Rally Germany: Ott Tanak seals second career win ahead of Mikkelsen
Ott Tanak clinched victory in Germany as his M-Sport Ford team-mate Sebastien Ogier rebuilt a 17-point World Rally Championship lead over Thierry Neuville.
In the lead fight from the outset, Tanak hit the front for good amid Friday afternoon's torrential rain - when he was one of a handful of drivers to give the WRC's 'monsoon' tyre its competitive debut - and controlled the remainder of the event.
His second WRC win, and first on asphalt, came just three rallies after his maiden triumph in Sardinia.
Both Neuville and Ogier, who had arrived in Germany level on points, made errors in Friday's slippery conditions.
They began day two third and fourth with Neuville slightly ahead, but his Hyundai broke its suspension in a cut on Saturday's opening Panzerplatte stage.
Though Neuville hoped he could still salvage some bonus points from the powerstage when he rejoined on Sunday, he never got back on the pace as he struggled for confidence and with the car's set-up.
The only consolation for Neuville was that Ogier couldn't catch Andreas Mikkelsen for second place, as the world champion decided to play it safe once Neuville was out.
Ogier wasn't a big scorer on the powerstage either, but his fourth place there was two points more lucrative than Neuville's sixth.
Mikkelsen, the leader for much of Friday, never gave up on chasing Tanak for victory and finally finished 16.4-seconds adrift.
His second place was only the second WRC podium for a Citroen driver this season after Kris Meeke's Mexico win in March.
While Mikkelsen, whose programme beyond this rally is uncertain, got Citroen back in the victory hunt, its nominal team leader Meeke crashed less than a mile into the event on Thursday's superspecial.
He rejoined under Rally2 and ran at the tail of the field until a water-pump failure on Saturday afternoon.
Juho Hanninen recovered from a mistake on Friday and damper problems on Saturday to claim fourth when Elfyn Evans briefly went off on the final morning.

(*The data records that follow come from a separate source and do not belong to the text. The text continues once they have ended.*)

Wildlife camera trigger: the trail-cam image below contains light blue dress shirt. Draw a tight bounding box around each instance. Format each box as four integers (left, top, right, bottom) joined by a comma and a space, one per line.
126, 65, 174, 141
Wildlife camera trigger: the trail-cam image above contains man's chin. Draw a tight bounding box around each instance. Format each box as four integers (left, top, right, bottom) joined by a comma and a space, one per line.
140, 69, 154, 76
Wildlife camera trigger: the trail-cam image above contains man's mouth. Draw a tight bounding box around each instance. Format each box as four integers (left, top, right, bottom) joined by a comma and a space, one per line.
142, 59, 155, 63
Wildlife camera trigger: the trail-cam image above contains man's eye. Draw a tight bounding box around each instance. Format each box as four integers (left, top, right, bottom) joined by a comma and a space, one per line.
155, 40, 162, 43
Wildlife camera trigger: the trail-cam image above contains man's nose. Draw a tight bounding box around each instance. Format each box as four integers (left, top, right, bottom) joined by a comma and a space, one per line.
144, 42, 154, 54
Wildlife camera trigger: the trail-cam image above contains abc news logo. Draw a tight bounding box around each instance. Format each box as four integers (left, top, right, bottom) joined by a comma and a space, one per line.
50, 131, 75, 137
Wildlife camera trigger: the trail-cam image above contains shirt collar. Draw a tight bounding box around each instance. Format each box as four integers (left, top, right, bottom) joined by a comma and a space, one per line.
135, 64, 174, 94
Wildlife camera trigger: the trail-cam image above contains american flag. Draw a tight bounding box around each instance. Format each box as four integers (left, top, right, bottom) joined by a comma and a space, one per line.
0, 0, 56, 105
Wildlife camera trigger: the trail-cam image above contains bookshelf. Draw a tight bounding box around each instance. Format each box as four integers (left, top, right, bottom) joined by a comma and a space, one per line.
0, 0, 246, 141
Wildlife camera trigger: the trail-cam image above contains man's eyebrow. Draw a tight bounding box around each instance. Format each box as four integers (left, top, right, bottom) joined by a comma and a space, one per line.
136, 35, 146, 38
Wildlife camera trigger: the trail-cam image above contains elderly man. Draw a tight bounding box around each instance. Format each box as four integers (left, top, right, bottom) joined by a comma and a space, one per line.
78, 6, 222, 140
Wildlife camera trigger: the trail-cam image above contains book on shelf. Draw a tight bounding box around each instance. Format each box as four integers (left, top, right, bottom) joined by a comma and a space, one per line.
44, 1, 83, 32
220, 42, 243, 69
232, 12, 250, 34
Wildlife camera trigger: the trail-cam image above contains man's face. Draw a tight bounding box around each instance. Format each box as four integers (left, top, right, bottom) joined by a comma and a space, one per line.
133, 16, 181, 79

Evans had been a top-five factor at first but his DMACKs were not as rapid when the weather improved and he lost fifth place to Craig Breen on the very last stage.
The other Toyotas of Jari-Matti Latvala and Esapekka Lappi were in top five contention on Friday before a misfire dropped Latvala down the order and Lappi crashed.
Latvala salvaged seventh ahead of Hayden Paddon, who was off the pace and delayed by an early puncture, with Lappi consigned to Rally2.
Dani Sordo briefly led early on but was another Friday crasher.
Like Lappi, he showed what might've been with stage wins after rejoining - including the powerstage, by 0.2s over the Finn.
M-Sport fielded an additional World Rally car for German veteran Armin Kremer, who finished ninth ahead of his WRC2-winning team-mate Eric Camilli.
Skoda WRC2 driver Jan Kopecky had led the event outright by setting the pace on the Thursday evening superspecial, but a puncture on Saturday cost him a potential class win.
His team-mate Pontus Tidemand wrapped up an early WRC2 championship title as third in class in Germany cemented the advantage he'd built with four wins in the opening rounds.